Lake George is known for its French and Indian War history, yet there’s more to the region’s past than muskets and Mohicans. Its timeline of local A-listers ranges from Georgia O’Keeffe to Rachael Ray.
Named for Greatness
Best known for reviving the Hacker-Craft brand after the Great Depression, Bill Morgan is quite the local legend among Lake George’s boating enthusiasts. In the 1980s, he paired up with the Wolgin family to construct an excursion boat for their newly acquired lakefront resort, The Sagamore Resort. The result? A 72-foot-long replica of a nineteenth-century touring vessel that still transports guests to some of the lake’s best views of the Adirondacks. In a tribute to its maker, the boat was named The Morgan.

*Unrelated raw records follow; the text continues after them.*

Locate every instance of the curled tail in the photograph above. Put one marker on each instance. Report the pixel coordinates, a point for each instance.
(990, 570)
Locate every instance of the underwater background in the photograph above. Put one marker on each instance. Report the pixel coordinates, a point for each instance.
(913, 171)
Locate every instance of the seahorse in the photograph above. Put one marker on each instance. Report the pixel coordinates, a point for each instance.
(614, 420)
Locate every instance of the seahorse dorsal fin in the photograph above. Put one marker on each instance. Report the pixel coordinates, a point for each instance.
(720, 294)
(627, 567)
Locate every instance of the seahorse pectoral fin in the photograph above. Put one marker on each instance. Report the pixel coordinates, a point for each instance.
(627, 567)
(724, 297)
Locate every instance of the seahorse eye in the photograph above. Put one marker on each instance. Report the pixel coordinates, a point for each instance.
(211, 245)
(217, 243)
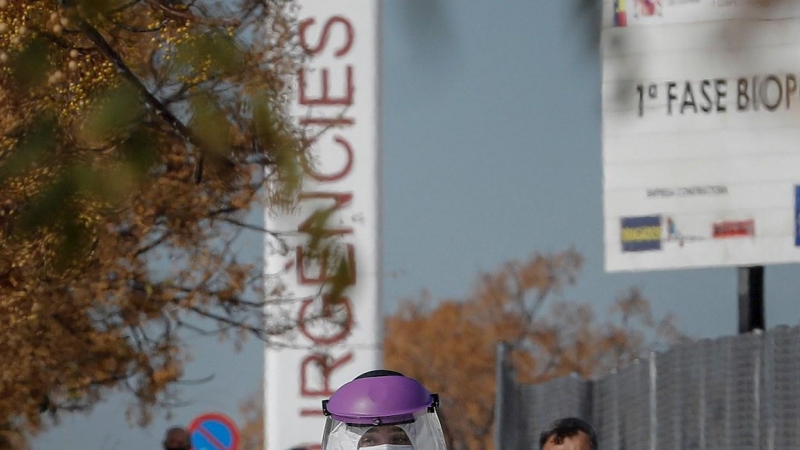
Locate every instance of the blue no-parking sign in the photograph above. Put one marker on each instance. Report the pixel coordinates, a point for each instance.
(214, 431)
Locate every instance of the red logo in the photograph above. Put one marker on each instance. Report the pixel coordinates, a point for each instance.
(734, 228)
(648, 8)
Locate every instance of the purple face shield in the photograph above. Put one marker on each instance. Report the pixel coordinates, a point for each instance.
(365, 414)
(379, 401)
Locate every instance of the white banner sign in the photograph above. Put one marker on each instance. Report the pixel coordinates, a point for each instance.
(336, 99)
(701, 141)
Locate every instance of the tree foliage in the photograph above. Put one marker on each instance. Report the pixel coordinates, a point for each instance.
(136, 135)
(450, 345)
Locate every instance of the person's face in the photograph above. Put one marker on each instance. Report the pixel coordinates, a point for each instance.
(385, 434)
(578, 442)
(177, 440)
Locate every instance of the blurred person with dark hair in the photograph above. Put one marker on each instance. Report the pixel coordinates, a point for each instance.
(568, 433)
(177, 438)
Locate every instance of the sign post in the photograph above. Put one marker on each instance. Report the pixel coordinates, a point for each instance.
(751, 299)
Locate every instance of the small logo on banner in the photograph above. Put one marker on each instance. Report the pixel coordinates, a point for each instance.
(640, 234)
(797, 216)
(734, 228)
(648, 8)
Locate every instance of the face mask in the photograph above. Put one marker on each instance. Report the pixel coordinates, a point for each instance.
(388, 447)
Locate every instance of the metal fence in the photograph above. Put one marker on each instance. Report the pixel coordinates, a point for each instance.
(733, 393)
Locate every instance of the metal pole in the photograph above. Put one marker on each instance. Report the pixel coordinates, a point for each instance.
(751, 299)
(499, 397)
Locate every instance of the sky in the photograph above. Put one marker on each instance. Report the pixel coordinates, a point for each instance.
(491, 151)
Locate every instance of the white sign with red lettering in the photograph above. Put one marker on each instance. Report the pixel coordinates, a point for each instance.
(336, 100)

Stop by Pumpernickel’s restaurant in Bolton Landing for a look at woodcraft with a side of old-world German food. You can’t miss the intricate 10-foot-tall clock enshrouded in carved deer, rabbits, birds, and oak leaves that’s considered the largest cuckoo clock in the United States and was displayed at the 1960s World Fair in New York City.
Georgia O’Keeffe’s Lake
Long before she was known for her New Mexico paintings of macroscopic flowers and arid landscapes, Georgia O’Keeffe summered in Lake George, capturing the Adirondack Mountains’ sunsets on canvas. While her paintings have been displayed at Glens Falls’s The Hyde Collection, the locally curated book Modern Nature: Georgia O’Keeffe and Lake George allows you to take a dive into the collection at a moment’s notice.
Rachael Ray, Yesterday
Before she got her start as a culinary celebrity, Rachael Ray worked at The Sagamore Resort as the manager of Mister Brown’s Pub. You can fuel up on your own 30-minute meal from the hearty New York fare or choose to take more time to enjoy the coziness of the pub-like atmosphere, complete with antler chandeliers.
Diving into the Past
Want Lake George history below the surface? Seven perfectly preserved eighteenth-century boats sit just 25 to 50 feet below the Lake George waters in the Wiawaka Bateaux Cluster. Scuttled by colonial troops during the French and Indian War, they’re both a first-hand look at history and a novel chance to scuba dive in Upstate New York. The ships were placed on the National Register of Historic Places in 1992, so touching the delicate ships is prohibited.